Um exemplo prático: no ano passado, três atletas de elite da corrida com obstáculos foram ao laboratório de Chris três ou quatro vezes por semana para mergulhar em uma banheira com água a 40oc por cerca de 40 minutos, esperando que o calor ajudasse a manter os níveis elevados de hemácias desenvolvidos durante o treinamento em altitude no Arizona. Os exames de sangue sugeriram que a abordagem teve sucesso.

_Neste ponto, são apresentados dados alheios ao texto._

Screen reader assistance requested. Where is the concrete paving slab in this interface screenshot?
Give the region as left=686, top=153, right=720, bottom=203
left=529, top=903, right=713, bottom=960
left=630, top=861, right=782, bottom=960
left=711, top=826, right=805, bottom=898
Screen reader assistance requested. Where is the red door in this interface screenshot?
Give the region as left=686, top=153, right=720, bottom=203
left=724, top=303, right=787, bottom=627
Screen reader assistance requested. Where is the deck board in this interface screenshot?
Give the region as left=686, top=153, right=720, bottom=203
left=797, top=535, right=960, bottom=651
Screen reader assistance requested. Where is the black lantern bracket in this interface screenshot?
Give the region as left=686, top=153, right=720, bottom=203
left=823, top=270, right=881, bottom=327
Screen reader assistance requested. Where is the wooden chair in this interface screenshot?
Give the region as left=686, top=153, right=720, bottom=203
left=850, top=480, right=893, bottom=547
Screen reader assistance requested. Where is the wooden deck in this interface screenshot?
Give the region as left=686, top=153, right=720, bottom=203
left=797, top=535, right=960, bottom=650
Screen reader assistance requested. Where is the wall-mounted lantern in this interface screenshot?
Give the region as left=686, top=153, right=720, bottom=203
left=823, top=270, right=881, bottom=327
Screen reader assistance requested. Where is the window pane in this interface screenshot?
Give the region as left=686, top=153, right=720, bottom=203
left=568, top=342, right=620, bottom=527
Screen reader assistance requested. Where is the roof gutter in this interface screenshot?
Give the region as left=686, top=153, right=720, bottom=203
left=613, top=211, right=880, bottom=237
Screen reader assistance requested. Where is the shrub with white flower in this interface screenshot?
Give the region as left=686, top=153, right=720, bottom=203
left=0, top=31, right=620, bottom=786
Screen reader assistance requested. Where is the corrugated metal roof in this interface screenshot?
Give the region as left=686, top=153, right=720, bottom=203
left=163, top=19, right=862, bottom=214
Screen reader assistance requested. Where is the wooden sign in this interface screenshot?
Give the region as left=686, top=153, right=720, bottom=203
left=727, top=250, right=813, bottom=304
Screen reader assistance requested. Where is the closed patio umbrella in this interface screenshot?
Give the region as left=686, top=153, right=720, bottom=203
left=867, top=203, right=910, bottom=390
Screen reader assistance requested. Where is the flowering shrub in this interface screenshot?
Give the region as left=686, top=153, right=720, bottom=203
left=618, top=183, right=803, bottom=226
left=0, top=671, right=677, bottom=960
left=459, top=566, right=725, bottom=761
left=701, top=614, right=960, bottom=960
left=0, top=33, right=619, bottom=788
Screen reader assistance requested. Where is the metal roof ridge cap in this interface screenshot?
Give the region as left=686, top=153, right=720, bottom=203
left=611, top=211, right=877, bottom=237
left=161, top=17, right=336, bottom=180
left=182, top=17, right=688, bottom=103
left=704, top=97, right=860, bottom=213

Tudo isso soa tão improvável que Chris é cuidadoso e não faz alarde sobre suas descobertas para não gerar expectativas. Para a maioria dos atletas de diferentes faixas etárias, que o consultam a respeito de como aproveitar os benefícios do calor, o pesquisador sugere que eles simplesmente treinem mais, foquem na recuperação e, talvez, percam um pouco de peso.
“Do ponto de vista da saúde”, diz Chris, “se você tiver que escolher entre exercícios físicos e uma banheira de água quente, nem pense duas vezes: escolha a primeira opção.” Ainda assim, ele está muito animado com o potencial dessa área de pesquisa e treinamento – mesmo que seja coisa das antigas para os finlandeses.
O calor provoca um choque em nosso organismo, gerando respostas celulares semelhantes às dos exercícios em altas altitudes.